Энгельберт украдкой перевел дух: он не надеялся отделаться так дешево и поспешил с ответом, чтобы с достоинством уйти.
– Вы осудили меня, я должен вынести все! – сказал он мягким, полным горя голосом. – Прощай, Леони! Обстоятельства против меня, но ты все-таки была моей первой и единственной любовью!
Он торопливо направился к выходу, но за дверью его настигла карающая судьба в образе доктора, без околичностей схватившего его за руку.
– Теперь мы поговорим, Энгельберт Вильман! – сказал Гагенбах, таща перепуганного толстяка в другой конец коридора, чтобы их не было слышно из номера. – Много с вами не стану возиться, но все-таки хочу хоть сказать вам, что вы негодяй, да-с, отъявленный негодяй! Правда, мне это чрезвычайно приятно, но это не меняет дела, все-таки вы негодяй! И такого человека оплакивать двенадцать лет, окружать его ореолом святости! Повесить его…
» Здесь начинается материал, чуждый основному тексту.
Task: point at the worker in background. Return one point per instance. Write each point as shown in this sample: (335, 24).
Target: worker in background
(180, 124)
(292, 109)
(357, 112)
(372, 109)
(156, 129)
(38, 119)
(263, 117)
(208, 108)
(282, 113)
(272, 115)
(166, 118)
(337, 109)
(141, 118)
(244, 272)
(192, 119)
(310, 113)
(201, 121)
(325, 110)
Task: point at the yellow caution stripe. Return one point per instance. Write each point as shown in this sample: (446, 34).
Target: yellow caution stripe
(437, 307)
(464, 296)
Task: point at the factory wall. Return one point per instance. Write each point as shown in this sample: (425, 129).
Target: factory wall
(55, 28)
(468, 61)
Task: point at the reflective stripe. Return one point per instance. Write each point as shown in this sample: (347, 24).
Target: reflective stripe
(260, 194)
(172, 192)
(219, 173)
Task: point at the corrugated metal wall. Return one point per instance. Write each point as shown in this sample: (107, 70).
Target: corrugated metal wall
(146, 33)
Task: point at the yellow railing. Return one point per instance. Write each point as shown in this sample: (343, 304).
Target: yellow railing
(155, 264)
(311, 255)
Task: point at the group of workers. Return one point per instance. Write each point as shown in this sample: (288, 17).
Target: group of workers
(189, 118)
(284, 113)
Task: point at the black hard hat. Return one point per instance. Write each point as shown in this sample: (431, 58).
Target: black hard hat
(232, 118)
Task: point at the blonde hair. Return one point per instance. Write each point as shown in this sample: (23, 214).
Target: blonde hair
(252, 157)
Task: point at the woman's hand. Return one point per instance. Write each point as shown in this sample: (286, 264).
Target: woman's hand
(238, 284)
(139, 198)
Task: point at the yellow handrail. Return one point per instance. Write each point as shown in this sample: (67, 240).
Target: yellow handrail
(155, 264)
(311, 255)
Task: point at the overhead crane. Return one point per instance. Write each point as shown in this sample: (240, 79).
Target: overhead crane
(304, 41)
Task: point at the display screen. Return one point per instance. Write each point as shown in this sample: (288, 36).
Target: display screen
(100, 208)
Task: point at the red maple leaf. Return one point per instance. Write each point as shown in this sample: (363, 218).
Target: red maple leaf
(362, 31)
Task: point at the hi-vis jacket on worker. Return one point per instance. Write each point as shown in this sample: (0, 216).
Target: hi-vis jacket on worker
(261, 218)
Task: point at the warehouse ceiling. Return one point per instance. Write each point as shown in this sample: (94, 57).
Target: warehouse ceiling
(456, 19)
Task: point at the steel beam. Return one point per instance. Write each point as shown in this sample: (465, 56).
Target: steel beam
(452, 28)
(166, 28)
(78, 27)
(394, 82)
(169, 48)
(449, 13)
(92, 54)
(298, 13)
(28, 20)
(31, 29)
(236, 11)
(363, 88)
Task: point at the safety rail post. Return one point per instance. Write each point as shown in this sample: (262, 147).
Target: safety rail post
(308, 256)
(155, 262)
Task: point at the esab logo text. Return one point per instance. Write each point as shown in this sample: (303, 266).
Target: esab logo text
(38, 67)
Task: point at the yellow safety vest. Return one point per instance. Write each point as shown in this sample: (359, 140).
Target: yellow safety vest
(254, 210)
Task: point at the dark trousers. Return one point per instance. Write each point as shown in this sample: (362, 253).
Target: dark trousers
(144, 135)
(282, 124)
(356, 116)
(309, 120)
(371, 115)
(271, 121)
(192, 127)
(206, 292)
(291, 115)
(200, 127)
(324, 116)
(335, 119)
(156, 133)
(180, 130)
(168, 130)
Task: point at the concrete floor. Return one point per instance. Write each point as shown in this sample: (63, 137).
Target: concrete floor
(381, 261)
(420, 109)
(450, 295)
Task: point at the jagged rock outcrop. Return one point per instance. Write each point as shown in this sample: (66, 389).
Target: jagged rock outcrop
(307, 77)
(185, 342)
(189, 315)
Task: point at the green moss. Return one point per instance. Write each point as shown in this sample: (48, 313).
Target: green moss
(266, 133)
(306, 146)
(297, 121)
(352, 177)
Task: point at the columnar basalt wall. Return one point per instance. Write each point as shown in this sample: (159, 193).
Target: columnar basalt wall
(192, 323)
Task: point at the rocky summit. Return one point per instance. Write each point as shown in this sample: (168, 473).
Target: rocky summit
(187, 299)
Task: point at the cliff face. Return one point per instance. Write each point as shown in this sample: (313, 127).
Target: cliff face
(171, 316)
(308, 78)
– Бога ради! – завопила жертва, но доктор яростно продолжал:
– Повесить его под траурной лентой и с букетом фиалок! Но теперь, надо надеяться, его снимут наконец со стены. Вы и заряда пороха не стоите!
Он тряхнул несчастного, которому говорил эти любезности, с такой злобой, что у того потемнело в глазах.
– Я не понимаю ни слова! – простонал Вильман, не вырываясь из страха наделать еще больше шума. – Сжальтесь и молчите об этом происшествии! Если моя жена узнает, если узнают мои посетители, город, я погибший человек!
– Да, история о несчастном просветителе язычников была бы недурной новостью для посетителей «Золотой овцы», – сказал Гагенбах с сердитым хохотом. – Я буду молчать не ради вас, вы заслужили, чтобы вас выставили к позорному столбу, но фрейлейн Фридберг это было бы неприятно, а потому пусть все останется между нами. Ну, с Богом! Мне тоже не о чем больше говорить с вами.
Доктор еще раз основательно тряхнул уничтоженного Вильмана, оставил его и вернулся в комнату в полной уверенности, что там необходима его помощь как врача; хотя Леони до сих пор, против его ожидания, держалась мужественно, то теперь должны были неминуемо наступить обмороки и истерика. Ничуть не бывало! Леони пошла ему навстречу; она была очень бледна, и видно было, что она сильно плакала, но теперь вполне овладела собой.
– Я хотел посмотреть, как вы себя чувствуете, – с некоторым смущением сказал доктор. – Я боялся… Да, сегодня я признаю за вами право иметь «нервы». Не сочтите это за насмешку.